Después de muchas horas hablando desde la barca de Simón, el Maestro de las parábolas se quedó a solas con los pescadores. Pasó de la masa al ámbito de la barca, cambió la orilla por las aguas profundas del mar de Galilea.
Después de trabajar en lo suyo, predicar, el Maestro le pidió a Simón que trabajara también en lo suyo: pescar. ¿No son lo mismo ambas actividades? Lanzar el anzuelo, atraer peces o personas a la red. Existe una diferencia radical: pescando, Simón saca a los peces de su hábitat para darles la muerte; el Maestro, sacando a la masa de su rutina, les abre a nuevos horizontes de vida.
Pero Simón está cansado en aquella mañana: ha estado toda la noche bregando y no ha pescado nada. ¿Cómo volver a echar las redes a una hora poco adecuada y cargados de tanto cansancio? ¿Entenderá de pesca el Maestro de las parábolas? ¿Conoce él el lugar y el momento adecuados para que los peces piquen el anzuelo?
Juegan aquí los dos ámbitos del relato: el simbólico y el real, el de la pesca y el de la misión. En tiempos de Simón, el milagro de la pesca despierta al pescador para seguir al nuevo Maestro; en tiempos del evangelista, en nuestros tiempos, el milagro de la pesca se convierte en una parábola de la misión de los discípulos, de los continuadores de Simón.
Predicar es pescar. Todos tenemos la experiencia de Simón: largas noches sin frutos, dedicación prolongada en los mares de la pastoral con muy pocos resultados. ¿Habrá que buscar en Jesús los métodos adecuados para pescar? ¿Deberemos aprender de él el lugar del mar y el momento del día adecuados para que los peces vengan a la red? Creo que no.
Lo que importa no es que el Maestro conozca los métodos o sepa dónde habitan los mejores bancos de peces: la clave está en echar las redes «en su palabra», cuando él lo pide, por pura obediencia. El Maestro ha tomado posesión de la barca de Simón, se ha convertido en patrón de la embarcación y jefe de las labores de los pescadores: ¡entonces hay fruto!
Sin su presencia explícita, la noche se hace larga y las redes vuelven vacías.
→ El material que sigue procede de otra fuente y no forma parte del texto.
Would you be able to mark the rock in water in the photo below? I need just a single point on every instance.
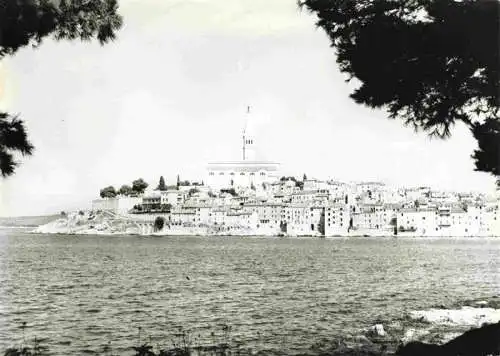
(482, 341)
(377, 330)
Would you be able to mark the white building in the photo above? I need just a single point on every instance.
(248, 172)
(118, 204)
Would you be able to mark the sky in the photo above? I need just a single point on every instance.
(170, 94)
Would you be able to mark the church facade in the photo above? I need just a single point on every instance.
(248, 172)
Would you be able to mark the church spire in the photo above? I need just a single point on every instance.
(247, 139)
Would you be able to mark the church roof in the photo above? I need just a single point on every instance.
(243, 166)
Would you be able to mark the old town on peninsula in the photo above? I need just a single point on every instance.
(250, 198)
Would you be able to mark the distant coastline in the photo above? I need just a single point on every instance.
(109, 224)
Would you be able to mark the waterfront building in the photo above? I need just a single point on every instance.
(119, 204)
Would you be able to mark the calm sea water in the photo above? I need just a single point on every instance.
(79, 293)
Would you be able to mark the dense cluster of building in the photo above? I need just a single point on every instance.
(251, 196)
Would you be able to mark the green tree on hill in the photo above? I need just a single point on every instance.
(429, 63)
(27, 23)
(161, 185)
(108, 192)
(125, 190)
(139, 186)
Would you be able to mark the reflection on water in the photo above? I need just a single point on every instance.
(79, 293)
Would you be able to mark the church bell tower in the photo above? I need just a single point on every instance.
(248, 140)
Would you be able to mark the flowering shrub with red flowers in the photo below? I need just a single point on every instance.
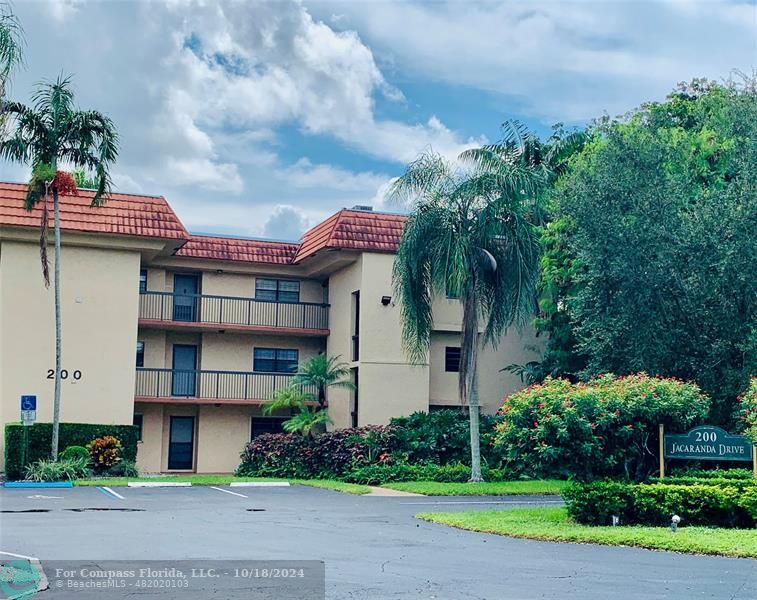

No cuenta la pericia del pescador ni la calidad de las redes: un nuevo Maestro ha entrado en la barca y lo ha cambiado todo.
También ha cambiado el orden de las cosas. Después de la pesca, Simón reconoce su pequeñez, su pecado, y el Maestro le llama a ser pescador de hombres. Si la pesca es signo de la misión, ¿por qué viene después la llamada?
Normalmente, el orden está claro: llamada y envío; primero, la vocación, después, la misión. Aquí, Jesús realiza su misión y hace partícipe de ella a Simón, con su barca; después, el milagro simbólico de la pesca; por fin, el diálogo personal y la llamada.
A menudo, en el mundo de lo real, este es también el orden. Son muchos los que, como Simón, forman parte de la tarea del Maestro, Jesús predica desde sus barcas y ellos no dejan de echar las redes por doquier para pescar discípulos. Es posible que, en la Iglesia, abunden más los atareados que los vocacionados. Existen muchos colaboradores en las tareas eclesiales, pero no sé si todos han remado mar adentro y han tenido una conversación a solas con el Maestro.
En el relato de Simón, al final, lo que queda no son los peces, sino la transformación de un pescador. La pesca, el fruto, ha sido signo y ocasión de algo más profundo y más importante: la vinculación de Simón al Maestro, su conversión en discípulo.
La secuencia discípulo-misionero, a veces, se vive en un orden distinto: misionero-discípulo. En el corazón de la tarea, en medio de la misión –muchas veces infecunda–, el Maestro se hace presente, no solo para que podamos pescar más, sino para transformar nuestras vidas y colocarlas tras sus huellas.